Le Conseil des Ministres du 30 septembre 2009 restera une date d’importance dans l’histoire de la fiscalité française. En effet, à l’occasion de ce Conseil, il a été décidé de soumettre au Parlement, dans le projet de loi de finances initiale pour 2010, la suppression dès 2010 de la taxe professionnelle créée en 1976 sur les fondations d’un des impôts révolutionnaires, la patente.
Comme nous l’écrivions sur ce blog il y a quelques semaines, la taxe professionnelle a, dès sa naissance, suscité de vives critiques. Cet impôt pèse en effet sur les équipements et biens mobiliers, ce qui pénalise l’investissement et, par voie de conséquence, la compétitivité des entreprises implantées en France.
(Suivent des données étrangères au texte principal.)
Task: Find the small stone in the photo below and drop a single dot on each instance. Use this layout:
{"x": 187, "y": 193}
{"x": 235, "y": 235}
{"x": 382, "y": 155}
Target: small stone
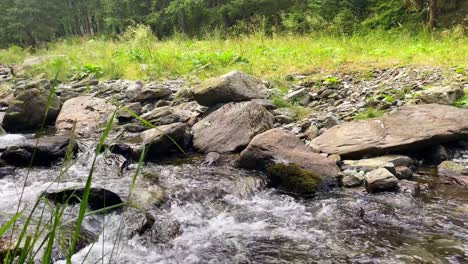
{"x": 380, "y": 180}
{"x": 403, "y": 172}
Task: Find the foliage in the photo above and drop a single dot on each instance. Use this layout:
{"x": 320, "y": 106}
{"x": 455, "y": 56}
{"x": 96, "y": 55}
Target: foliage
{"x": 269, "y": 57}
{"x": 33, "y": 22}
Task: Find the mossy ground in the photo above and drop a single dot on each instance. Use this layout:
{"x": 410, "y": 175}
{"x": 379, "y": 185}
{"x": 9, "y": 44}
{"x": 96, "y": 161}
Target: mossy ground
{"x": 273, "y": 58}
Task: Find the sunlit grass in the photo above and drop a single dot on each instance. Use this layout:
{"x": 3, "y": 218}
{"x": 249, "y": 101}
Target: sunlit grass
{"x": 268, "y": 57}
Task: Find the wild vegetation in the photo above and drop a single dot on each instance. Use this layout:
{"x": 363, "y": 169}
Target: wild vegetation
{"x": 323, "y": 61}
{"x": 136, "y": 54}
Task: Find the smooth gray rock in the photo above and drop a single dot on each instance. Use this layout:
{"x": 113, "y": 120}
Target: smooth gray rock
{"x": 441, "y": 95}
{"x": 28, "y": 110}
{"x": 235, "y": 86}
{"x": 87, "y": 114}
{"x": 380, "y": 180}
{"x": 231, "y": 128}
{"x": 413, "y": 126}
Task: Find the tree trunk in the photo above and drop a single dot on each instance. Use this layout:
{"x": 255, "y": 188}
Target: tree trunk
{"x": 432, "y": 13}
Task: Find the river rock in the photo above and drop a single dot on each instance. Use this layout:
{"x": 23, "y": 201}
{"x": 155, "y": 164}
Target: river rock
{"x": 288, "y": 162}
{"x": 28, "y": 109}
{"x": 11, "y": 140}
{"x": 447, "y": 95}
{"x": 28, "y": 63}
{"x": 450, "y": 168}
{"x": 413, "y": 126}
{"x": 235, "y": 86}
{"x": 159, "y": 142}
{"x": 47, "y": 150}
{"x": 151, "y": 94}
{"x": 380, "y": 180}
{"x": 378, "y": 162}
{"x": 98, "y": 198}
{"x": 230, "y": 128}
{"x": 124, "y": 116}
{"x": 167, "y": 115}
{"x": 89, "y": 115}
{"x": 352, "y": 178}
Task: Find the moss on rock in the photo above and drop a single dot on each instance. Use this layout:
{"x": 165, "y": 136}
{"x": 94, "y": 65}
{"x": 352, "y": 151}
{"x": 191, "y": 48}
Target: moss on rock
{"x": 293, "y": 178}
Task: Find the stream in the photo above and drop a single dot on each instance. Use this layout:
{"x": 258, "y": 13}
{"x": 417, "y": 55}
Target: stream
{"x": 226, "y": 215}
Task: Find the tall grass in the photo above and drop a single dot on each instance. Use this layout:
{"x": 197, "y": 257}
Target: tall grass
{"x": 138, "y": 55}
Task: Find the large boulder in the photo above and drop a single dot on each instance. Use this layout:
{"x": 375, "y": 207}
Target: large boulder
{"x": 378, "y": 162}
{"x": 413, "y": 126}
{"x": 151, "y": 94}
{"x": 159, "y": 142}
{"x": 98, "y": 198}
{"x": 235, "y": 86}
{"x": 230, "y": 128}
{"x": 288, "y": 162}
{"x": 441, "y": 95}
{"x": 45, "y": 151}
{"x": 171, "y": 114}
{"x": 87, "y": 114}
{"x": 29, "y": 108}
{"x": 381, "y": 180}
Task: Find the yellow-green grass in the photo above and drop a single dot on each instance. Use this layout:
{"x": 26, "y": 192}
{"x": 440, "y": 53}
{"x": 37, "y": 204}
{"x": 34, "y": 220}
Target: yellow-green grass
{"x": 143, "y": 57}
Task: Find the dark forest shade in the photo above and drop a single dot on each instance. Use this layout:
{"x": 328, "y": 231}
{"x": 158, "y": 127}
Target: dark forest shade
{"x": 30, "y": 22}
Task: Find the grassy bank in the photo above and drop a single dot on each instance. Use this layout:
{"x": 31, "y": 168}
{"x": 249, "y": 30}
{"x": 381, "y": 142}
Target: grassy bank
{"x": 138, "y": 55}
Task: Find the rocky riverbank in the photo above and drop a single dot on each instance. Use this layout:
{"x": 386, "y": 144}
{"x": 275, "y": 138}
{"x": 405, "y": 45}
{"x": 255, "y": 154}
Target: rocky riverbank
{"x": 235, "y": 121}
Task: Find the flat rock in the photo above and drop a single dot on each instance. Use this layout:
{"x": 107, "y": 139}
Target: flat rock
{"x": 159, "y": 142}
{"x": 47, "y": 150}
{"x": 378, "y": 162}
{"x": 231, "y": 128}
{"x": 288, "y": 162}
{"x": 413, "y": 126}
{"x": 98, "y": 198}
{"x": 380, "y": 180}
{"x": 28, "y": 110}
{"x": 441, "y": 95}
{"x": 89, "y": 115}
{"x": 235, "y": 86}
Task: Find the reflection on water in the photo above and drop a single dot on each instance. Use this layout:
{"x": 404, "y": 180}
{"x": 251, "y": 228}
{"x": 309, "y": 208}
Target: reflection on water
{"x": 224, "y": 215}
La taxe professionnelle sera remplacée dès 2010 par la cotisation économique territoriale composée d’une cotisation locale d’activité et d’une cotisation complémentaire.
La cotisation locale d’activité sera assise sur la valeur locative des biens immobiliers. Mais la vraie nouveauté réside dans la cotisation complémentaire qui sera, quant à elle, assise sur la valeur ajoutée. Cette assiette rappelle l’IRAP que nous évoquions sur ce même site dans un précédent article. Le taux sera national et variera en fonction du chiffre d’affaires de la société redevable, il sera ainsi de 0% en-dessous de 500.000 € de chiffre d’affaires par an pour atteindre 1,5% pour les entreprises générant un chiffre d’affaires de plus de 50 millions par an.
La somme de ces deux cotisations sera plafonnée à 3% de la valeur ajoutée au lieu des 3,5 % du plafond actuel de la taxe professionnelle.
De cette réforme, le Premier Ministre dit attendre un « choc de compétitivité » en favorisant une restauration de la capacité d’investissement des entreprises. Selon le projet de loi de finances, la réforme devrait se traduire par un allégement de l’ordre de 11,7 milliards € sur la trésorerie des entreprises en 2010, et de 7 milliards les années suivantes. Les gains seront les plus importants pour les entreprises industrielles les plus exposées aux vents de la concurrence internationale.
Toutefois, toutes les entreprises ne bénéficieront pas de la même façon de cette réforme. Ainsi, les entreprises du secteur tertiaire qui emploient une main d’œuvre importante, comme le secteur du commerce de détail, ne seront pas les plus favorisées par la réforme. En effet, sous l’empire des textes actuels, plus la masse salariale d’une entreprise est élevée, plus cette entreprise a une valeur ajoutée élevée. La masse salariale n’est pas actuellement considérée comme étant un élément venant en déduction de la valeur ajoutée prise en compte pour la détermination de l’assiette imposable.
Certes, il nous sera rétorqué que la neutralité d’un impôt est toujours un concept délicat à manier. Il nous sera également rétorqué que s’il s’agit de retoucher le dispositif pour faire plaisir aux uns et aux autres (aux entreprises industrielles et aux entreprises commerciales), on tombera rapidement dans l’ornière, dans laquelle est tombée la République de Socratie, de la parabole de l’impôt sur les parapluies citée dans l’ouvrage de René Macard, « Garde à vous, Fisc ! » (Le Seuil 1955, p. 107).
Toutefois, la question qui est posée ici est d’abord celle de l’emploi, question éminemment importante, et pas seulement en période de crise, pour être posée avec insistance. La cotisation complémentaire pourrait renchérir le coût du travail en France dans des secteurs créateurs d’emplois faiblement qualifiés, emplois pour lesquels le facteur coût constitue un frein à l’embauche.